Michelle Shirai, do canal Mi Shirai
Ainda sobre os possíveis vínculos entre a política e a beleza, a vlogueira Michelle Shirai, brasileira de 30 anos que mora no Japão, declara que nunca sofreu discriminação online, mas entende de forma muito positiva a sua influência política sobre sua audiência: “Meu trabalho com os vídeos não é só falar de beleza, mas também de encontrar a verdadeira identidade, crespa, cacheada, negra de pele escura ou clara, ter orgulho dos traços e formas. Envolve respeito e a minha união com muitas outras blogueiras e youtubers negras. Dá força, coragem e amor próprio de não ligar pro que a sociedade acha ou impõe como deveríamos nos vestir, ou usar os cabelos”.

Como pode-se perceber, a importância e a influência do trabalho das blogueiras e youtubers para as mulheres negras é evidente, até mesmo para aquelas que não são engajadas politicamente contra o racismo e a misoginia.

A beleza do ativismo

É extremamente importante que todas as mulheres negras que trabalham com moda, cabelo e cosméticos na internet saibam do potencial que seus espaços possuem para gerar transformação social. Essas ferramentas são tão pertinentes que, mesmo sem a intenção das blogueiras, as pessoas que as acompanham não permanecem as mesmas após assistirem a seus vídeos e verem suas fotos.

Infelizmente, ainda é impactante ver mulheres negras seguras de si, ostentando seus cabelos naturais e sem vergonha de seus traços faciais. Afinal, somos todos condicionados a valorizar e apreciar somente a beleza branca. Para as crianças negras envolvidas por nossa cultura, é ainda mais importante que esse trabalho continue a ser feito, possibilitando para elas uma autoestima muito mais segura e livre do racismo internalizado.

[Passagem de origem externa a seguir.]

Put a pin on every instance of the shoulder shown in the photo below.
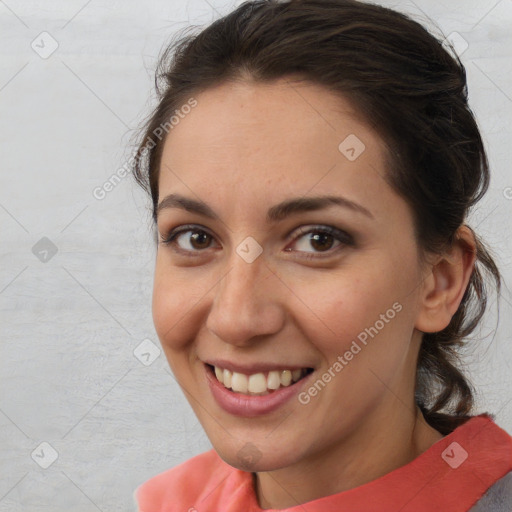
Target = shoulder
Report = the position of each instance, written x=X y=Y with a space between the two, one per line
x=182 y=485
x=498 y=497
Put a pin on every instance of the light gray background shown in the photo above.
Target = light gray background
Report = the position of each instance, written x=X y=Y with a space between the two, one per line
x=70 y=325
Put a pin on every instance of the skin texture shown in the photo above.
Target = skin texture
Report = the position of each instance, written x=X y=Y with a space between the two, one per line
x=244 y=148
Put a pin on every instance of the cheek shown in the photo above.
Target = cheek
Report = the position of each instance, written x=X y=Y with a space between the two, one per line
x=367 y=310
x=175 y=306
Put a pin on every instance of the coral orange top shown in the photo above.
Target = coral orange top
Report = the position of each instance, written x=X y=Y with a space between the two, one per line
x=452 y=475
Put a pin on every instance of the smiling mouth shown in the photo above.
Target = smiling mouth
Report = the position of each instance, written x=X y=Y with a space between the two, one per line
x=258 y=384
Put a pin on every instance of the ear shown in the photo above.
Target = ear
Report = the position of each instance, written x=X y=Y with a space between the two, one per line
x=445 y=282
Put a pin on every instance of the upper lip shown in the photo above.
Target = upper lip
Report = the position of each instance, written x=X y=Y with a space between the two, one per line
x=251 y=368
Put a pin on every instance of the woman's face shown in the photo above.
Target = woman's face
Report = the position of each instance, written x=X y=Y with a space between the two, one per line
x=267 y=278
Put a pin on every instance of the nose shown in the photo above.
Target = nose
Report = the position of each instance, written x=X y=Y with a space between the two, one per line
x=245 y=305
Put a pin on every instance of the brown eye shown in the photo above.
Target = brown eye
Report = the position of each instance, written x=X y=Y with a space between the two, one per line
x=189 y=240
x=320 y=239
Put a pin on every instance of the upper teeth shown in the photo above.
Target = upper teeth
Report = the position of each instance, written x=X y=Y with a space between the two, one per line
x=257 y=383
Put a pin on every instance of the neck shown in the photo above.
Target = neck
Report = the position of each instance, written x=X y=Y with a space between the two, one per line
x=371 y=451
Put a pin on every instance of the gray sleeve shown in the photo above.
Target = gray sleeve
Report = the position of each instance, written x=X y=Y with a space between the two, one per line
x=498 y=497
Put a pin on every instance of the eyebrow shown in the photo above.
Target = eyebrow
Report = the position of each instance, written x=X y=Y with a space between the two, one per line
x=274 y=214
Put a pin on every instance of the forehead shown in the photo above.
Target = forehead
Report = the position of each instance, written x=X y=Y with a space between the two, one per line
x=265 y=141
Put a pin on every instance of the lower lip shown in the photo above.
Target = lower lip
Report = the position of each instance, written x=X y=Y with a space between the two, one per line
x=250 y=406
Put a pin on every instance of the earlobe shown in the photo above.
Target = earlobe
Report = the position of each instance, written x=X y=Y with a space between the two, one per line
x=446 y=282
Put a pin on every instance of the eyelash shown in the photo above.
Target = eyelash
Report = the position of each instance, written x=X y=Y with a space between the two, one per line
x=339 y=235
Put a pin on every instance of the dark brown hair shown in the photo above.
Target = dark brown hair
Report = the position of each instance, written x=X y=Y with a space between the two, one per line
x=406 y=86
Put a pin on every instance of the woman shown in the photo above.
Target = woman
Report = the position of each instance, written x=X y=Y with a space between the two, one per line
x=311 y=165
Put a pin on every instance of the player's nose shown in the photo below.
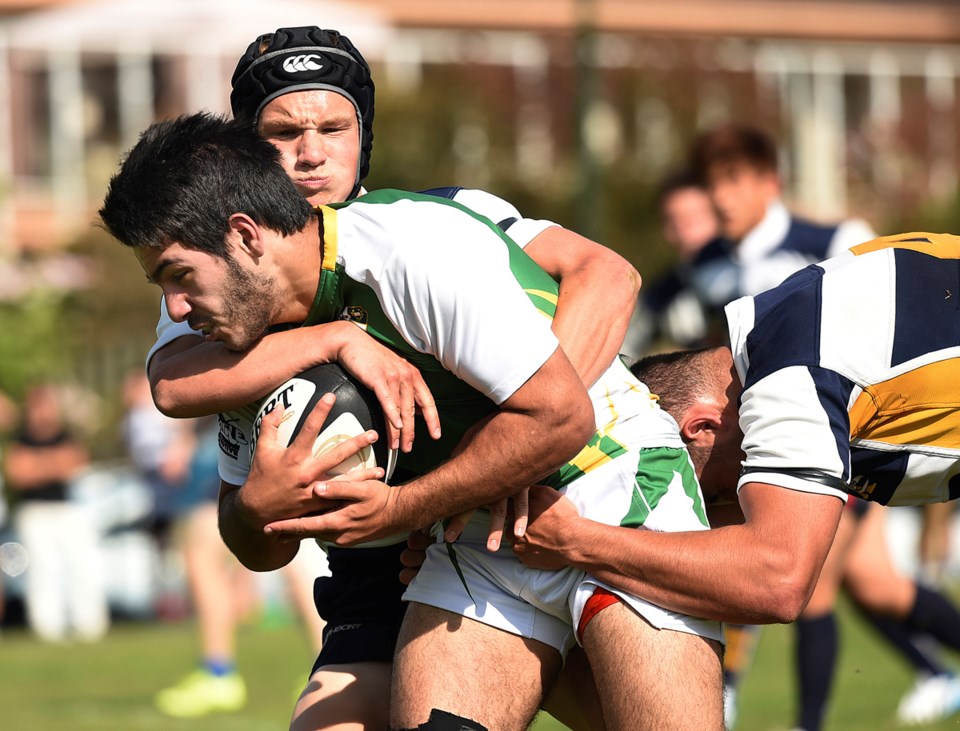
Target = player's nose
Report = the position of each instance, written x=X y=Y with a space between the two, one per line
x=177 y=306
x=312 y=151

Nesse aspecto, todas as blogueiras entrevistadas falam sobre isso e, de certa forma, acabam sendo ativistas por meio do seu trabalho. Beatriz Andrade consegue definir esse processo quando diz que “a medida que compreende-se a autoestima, diminui-se o pré-conceito, pois o autoconhecimento provoca uma liberdade que nem o racismo ou machismo são suficientes para manter no cativeiro interior”. Sua mensagem, assim como de todas as outras gurus, é de que cada mulher negra se aceite e se ame, que supere as violências sofridas desde que veio ao mundo e que, a partir daí, mostre a que veio. Se isso não é militância, nada mais é.